Divinity, Identity, Grace
I’m writing this on the historic “Twelfth Night,” going in to the day of the Epiphany. We associate this with the Magi, with Magick, with the sort of thing of which T.S. Eliot wrote:
At the end we preferred to travel all night Sleeping in snatches, With the voices singing in our ears, saying That this was all folly.
Sometimes it seems that way, doesn’t it? No matter what we do, we’re often confronted with more “reality” than we would necessarily care to know.
Going into the Christmastide season, sometime around what the United States calls “Thanksgiving,” I received a few texts from a friend. She and I had chanted to Green Tara (among other deities) at a Vajrayana center, and we had also chanted many Kirtan songs over a year or more at her house. Mary sent me the following text:
“I’ve been thinking of you. I pray it gets better day by day. May you Know the Light within yourself: the living compassion of the Divine Mother, and be comforted there.”
Tomorrow, January 6th, I’ll be Celebrating the Epiphany at 9:00 PM CST by Reading My 14 Sonnet Corona,
in Thanks to those who have supported me, especially after my car crash.
The story of the coming of the Magi is often associated with the Epiphany. The myth goes that these “Wise Men” from “the East” had brought vibrant, aromatic, alchemical, demon-chasing gifts. In the conventional representation of the visit, in a cave (can you see Vajrayana practitioners chanting in just such a space?), it was uncertain whether they were there to bless and protect the mother, or to bless and protect the child. At such an age, in such an era, the two would’ve been inseparable — no human infant lasts without parental protection, and all we know of primates indicates that physical bonding with the parent (long before the child has developed a sense of personal identity or object permanence) is crucial (pun intended) to whether that child will survive and thrive.
2022 was the year I began to pray the Rosary regularly. Composed of five “Decades” of prayers to the Holy Mother Mary, the practice is punctuated by context. Depending on what day of the week you’re praying (and in what Liturgical season), there are five times when the practitioner visualizes “Mysteries” linking the prayer to the Mother with the life of the Child, who is often called Jesus.
This linkage of form and idea is not unlike the Astrology which the Magi would have practiced. Far from a facile attribution of prognostication, their practice would have been much more like an early version of an infant Astronomy — traveling with great precision by the navigation of stars. The darkness on Earth which accompanies this voyage is akin to the word “Myth” which means “to quiet one’s mouth and shut one’s eyes, and begin to intuit deeper patterns.”
This story, and this time of year, are very important to me not least because they focus on the importance of the Motherhood of the Faith, a faith which I have oft despaired has become needlessly (and destructively) Patriarchal. To get a sense of what the faith looked like in earlier times, consider this selection from the Gnostic Gospel of the Mary Magdalene:
At the end of an aeon, will all matter be destroyed? Jesus answered, "All of nature, its forms and creatures are interrelated; all will be returned to their original source. The essence of matter also returns to the source of its own nature."
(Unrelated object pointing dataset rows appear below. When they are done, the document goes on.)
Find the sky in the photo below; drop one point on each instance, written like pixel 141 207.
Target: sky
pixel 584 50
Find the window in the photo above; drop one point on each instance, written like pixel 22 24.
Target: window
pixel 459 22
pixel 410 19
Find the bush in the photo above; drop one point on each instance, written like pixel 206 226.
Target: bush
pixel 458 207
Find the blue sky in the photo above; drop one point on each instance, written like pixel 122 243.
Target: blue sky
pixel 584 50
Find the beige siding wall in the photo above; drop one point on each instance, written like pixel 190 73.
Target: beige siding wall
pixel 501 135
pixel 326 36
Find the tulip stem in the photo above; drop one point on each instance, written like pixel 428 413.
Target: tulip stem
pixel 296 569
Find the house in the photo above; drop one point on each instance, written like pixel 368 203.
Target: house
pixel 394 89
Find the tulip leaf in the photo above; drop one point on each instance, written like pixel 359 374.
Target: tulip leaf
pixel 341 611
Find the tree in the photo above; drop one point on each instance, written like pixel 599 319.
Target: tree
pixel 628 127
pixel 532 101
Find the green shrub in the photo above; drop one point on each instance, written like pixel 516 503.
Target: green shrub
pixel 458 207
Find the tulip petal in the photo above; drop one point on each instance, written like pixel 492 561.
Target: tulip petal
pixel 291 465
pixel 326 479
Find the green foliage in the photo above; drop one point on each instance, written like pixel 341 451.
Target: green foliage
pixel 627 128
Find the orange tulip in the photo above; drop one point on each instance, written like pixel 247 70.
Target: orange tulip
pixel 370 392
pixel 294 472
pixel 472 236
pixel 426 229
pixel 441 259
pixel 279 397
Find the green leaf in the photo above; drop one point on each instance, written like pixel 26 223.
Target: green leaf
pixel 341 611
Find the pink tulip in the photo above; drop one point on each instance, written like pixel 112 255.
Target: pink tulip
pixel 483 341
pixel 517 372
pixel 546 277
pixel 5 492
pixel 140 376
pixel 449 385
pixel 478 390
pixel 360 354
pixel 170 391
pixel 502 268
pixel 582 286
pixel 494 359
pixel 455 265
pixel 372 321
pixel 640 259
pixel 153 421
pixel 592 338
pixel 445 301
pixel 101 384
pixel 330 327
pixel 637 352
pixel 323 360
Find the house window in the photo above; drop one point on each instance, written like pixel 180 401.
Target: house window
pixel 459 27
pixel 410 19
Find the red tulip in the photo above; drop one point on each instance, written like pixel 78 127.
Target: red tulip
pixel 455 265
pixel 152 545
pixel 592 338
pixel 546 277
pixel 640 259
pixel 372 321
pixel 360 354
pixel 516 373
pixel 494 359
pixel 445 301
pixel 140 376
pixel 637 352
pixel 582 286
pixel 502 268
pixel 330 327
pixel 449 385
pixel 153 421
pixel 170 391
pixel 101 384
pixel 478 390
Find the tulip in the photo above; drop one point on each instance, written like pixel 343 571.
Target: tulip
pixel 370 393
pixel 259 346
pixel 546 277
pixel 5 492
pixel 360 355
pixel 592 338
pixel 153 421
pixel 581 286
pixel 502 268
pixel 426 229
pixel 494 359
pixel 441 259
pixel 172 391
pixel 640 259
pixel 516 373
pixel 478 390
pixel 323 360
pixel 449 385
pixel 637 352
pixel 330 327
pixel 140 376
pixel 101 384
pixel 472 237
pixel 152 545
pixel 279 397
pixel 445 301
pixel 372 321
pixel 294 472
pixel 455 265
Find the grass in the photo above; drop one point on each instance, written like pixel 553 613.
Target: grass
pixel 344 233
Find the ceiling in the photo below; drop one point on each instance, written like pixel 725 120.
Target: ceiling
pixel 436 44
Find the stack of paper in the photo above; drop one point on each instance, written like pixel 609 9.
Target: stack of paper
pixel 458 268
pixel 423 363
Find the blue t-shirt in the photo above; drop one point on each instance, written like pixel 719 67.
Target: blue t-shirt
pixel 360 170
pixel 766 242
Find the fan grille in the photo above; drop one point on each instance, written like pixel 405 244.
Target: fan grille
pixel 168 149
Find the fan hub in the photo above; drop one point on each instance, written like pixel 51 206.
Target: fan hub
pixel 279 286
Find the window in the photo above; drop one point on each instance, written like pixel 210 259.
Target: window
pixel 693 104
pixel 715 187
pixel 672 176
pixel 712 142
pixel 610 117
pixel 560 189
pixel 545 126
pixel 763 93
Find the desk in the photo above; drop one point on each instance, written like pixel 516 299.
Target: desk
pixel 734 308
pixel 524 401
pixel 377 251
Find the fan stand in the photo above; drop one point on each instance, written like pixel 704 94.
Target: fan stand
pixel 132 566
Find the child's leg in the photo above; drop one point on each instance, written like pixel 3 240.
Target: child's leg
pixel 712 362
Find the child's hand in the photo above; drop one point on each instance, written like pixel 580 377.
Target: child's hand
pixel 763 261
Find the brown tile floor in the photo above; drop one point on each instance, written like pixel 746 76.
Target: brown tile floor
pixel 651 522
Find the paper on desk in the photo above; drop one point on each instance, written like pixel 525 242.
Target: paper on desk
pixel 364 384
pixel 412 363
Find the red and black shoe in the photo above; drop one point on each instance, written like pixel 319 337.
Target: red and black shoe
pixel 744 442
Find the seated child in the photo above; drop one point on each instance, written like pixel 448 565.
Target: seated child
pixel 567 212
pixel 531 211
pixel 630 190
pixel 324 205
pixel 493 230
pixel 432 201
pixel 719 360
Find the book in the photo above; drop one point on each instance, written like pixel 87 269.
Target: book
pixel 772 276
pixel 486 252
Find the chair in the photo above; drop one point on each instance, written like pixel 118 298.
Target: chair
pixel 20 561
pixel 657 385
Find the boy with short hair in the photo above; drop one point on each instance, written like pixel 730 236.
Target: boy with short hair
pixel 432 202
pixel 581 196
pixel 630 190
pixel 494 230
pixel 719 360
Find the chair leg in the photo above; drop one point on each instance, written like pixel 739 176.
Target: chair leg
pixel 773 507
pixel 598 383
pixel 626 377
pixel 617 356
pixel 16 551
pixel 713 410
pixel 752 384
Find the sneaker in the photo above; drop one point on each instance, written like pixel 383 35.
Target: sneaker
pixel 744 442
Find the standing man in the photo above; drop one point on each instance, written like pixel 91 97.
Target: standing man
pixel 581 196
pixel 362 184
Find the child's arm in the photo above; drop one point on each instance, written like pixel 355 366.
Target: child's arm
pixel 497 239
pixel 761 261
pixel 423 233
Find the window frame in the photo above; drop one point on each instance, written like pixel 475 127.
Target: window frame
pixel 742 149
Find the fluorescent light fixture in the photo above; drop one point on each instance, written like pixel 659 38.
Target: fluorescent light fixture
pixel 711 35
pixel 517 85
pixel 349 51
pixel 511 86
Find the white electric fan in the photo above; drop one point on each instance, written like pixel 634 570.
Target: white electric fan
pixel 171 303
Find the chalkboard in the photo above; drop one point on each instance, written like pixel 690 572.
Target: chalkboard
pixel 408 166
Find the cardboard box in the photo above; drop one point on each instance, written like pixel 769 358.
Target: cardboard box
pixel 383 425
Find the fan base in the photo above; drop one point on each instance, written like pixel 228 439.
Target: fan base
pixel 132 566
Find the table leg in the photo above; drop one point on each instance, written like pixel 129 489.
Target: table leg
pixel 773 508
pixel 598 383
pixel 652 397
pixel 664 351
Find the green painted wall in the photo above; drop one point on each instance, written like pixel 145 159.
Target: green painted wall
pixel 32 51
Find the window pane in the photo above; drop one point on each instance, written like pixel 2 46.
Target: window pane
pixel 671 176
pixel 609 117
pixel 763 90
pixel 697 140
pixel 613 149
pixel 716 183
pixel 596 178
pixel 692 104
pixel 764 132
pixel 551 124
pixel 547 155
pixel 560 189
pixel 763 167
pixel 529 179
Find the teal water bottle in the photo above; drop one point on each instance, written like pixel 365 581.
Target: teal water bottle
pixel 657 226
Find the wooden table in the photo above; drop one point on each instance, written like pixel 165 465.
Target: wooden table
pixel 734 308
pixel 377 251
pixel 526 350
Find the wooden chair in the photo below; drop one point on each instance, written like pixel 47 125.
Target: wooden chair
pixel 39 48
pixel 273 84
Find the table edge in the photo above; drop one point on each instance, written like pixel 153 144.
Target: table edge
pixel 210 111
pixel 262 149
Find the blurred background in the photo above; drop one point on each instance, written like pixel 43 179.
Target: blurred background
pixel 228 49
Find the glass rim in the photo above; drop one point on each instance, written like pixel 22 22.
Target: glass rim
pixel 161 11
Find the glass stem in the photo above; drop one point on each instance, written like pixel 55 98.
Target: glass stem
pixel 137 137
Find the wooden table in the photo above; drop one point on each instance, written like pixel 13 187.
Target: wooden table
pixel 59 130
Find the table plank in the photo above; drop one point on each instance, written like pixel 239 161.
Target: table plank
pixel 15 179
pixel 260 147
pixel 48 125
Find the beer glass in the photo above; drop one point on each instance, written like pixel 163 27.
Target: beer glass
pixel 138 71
T.S. Eliot also said, in that same poem, “The Journey of the Magi”
All this was a long time ago, I remember And I would do it again, but set down This set down This: were we led all that way for Birth or Death? There was a Birth, certainly, We had evidence and no doubt. I had seen birth and death, But had thought they were different; this Birth was Hard and bitter agony for us, like Death, our death. We returned to our places, these Kingdoms But no longer at ease here, in the old dispensation With an alien people clutching their gods. I should be glad of another death.
“The Journey of the Magi” T.S. Eliot http://mason.gmu.edu/~rnanian/Eliot-Magi.html
“The Gospel of Mary Magdalene.” The Gnostic Gospels. Watkins. London. 2006.